The $138,000 construction project has been awarded to Foley Roads Inc. of Eagle Point, according to ODOT spokesman Gary Leaming. Work is slated to begin Monday.

"We're very happy it is going to be improved and updated — it'll be a great addition for folks here," said Don Peccia, facilities coordinator at the SORCC. "Quite a few veterans use that path, walking or riding their bikes down it."

The path, which has become rutted and eroded by weather and use, was dubbed the Ho Chi Minh Trail by Vietnam War veterans, he noted.

"It has been here for a long time," Peccia added. "It is used a lot."

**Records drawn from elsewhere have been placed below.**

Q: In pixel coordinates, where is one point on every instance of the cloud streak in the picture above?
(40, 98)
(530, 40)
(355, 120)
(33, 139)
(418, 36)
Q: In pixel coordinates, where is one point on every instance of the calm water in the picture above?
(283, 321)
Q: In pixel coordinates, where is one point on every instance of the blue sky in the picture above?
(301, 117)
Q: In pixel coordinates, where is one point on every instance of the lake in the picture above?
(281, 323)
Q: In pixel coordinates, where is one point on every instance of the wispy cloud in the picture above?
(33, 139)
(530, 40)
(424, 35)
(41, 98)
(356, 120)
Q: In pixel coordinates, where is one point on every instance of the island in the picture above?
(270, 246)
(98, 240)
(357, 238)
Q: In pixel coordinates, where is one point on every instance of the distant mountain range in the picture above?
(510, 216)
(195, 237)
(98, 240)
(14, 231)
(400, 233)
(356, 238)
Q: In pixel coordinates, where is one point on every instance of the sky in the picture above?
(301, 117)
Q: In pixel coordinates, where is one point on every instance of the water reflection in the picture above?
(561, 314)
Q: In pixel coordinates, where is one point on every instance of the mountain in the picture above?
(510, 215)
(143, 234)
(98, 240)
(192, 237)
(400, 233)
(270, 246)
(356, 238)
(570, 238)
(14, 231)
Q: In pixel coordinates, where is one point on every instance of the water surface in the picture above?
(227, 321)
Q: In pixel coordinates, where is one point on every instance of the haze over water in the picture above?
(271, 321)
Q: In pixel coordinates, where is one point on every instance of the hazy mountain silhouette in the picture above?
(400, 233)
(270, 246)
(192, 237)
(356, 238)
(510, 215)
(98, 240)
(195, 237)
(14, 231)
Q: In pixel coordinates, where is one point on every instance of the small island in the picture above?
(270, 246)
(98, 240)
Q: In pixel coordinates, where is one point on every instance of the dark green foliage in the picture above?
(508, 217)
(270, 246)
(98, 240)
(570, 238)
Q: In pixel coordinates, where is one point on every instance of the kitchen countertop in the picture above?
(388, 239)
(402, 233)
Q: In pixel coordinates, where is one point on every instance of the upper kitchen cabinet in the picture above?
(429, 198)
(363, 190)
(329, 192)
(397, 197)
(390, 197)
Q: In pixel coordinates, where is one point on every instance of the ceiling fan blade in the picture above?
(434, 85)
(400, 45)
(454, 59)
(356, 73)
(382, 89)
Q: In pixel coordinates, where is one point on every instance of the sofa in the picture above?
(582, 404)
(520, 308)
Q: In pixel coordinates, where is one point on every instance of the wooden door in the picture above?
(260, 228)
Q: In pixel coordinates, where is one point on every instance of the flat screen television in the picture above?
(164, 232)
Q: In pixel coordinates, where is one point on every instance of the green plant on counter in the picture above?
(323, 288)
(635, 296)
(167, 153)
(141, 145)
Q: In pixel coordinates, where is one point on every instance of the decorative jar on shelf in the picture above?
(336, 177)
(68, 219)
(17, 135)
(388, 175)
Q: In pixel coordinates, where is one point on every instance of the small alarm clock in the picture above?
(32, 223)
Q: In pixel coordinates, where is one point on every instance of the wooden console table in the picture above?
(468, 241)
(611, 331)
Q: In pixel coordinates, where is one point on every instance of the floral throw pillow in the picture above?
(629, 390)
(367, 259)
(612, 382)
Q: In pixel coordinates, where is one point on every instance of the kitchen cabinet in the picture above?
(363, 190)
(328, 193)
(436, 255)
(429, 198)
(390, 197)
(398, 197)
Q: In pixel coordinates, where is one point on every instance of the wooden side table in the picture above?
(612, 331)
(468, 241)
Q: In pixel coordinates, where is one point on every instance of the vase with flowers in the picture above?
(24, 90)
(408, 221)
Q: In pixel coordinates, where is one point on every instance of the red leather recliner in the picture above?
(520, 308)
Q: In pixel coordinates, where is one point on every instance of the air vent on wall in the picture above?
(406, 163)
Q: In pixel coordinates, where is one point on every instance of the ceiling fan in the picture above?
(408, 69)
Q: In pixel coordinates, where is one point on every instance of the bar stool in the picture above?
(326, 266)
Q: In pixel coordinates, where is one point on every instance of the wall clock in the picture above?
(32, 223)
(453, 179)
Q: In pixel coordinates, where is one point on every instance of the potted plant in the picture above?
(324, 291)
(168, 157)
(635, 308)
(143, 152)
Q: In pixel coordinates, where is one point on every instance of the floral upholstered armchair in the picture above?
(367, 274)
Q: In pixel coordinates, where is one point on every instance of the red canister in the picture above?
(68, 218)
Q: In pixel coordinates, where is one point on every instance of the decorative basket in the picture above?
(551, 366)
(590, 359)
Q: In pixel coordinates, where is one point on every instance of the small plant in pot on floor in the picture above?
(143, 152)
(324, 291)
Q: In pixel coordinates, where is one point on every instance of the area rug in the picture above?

The name is a tongue-in-cheek reference to the jungle paths that North Vietnam used during that war to infiltrate troops and supplies into South Vietnam. Ho Chi Minh was the leader of North Vietnam.

The funding for improving the 4,500-foot trail is coming from ODOT's grant money earmarked for bicycle-pedestrian projects, he said.

The project became a reality because of the initiative by local ODOT traffic analyst William Fitzgerald, an Oregon Army National Guard citizen soldier who served in Iraq, Leaming said. Fitzgerald had noticed a veteran in a wheelchair using the edge of the highway because the trail was not accessible to wheelchairs, he said.

Formerly known as the domiciliary, the VA facility was originally the Army's Camp White during World War II. Shortly after the war, it became a regional center whose mission has been to help veterans. It now has more than 15,000 outpatients as well as some 500 inpatients. Veterans turning to the facility for help include those from World War II and the current wars in Afghanistan and Iraq.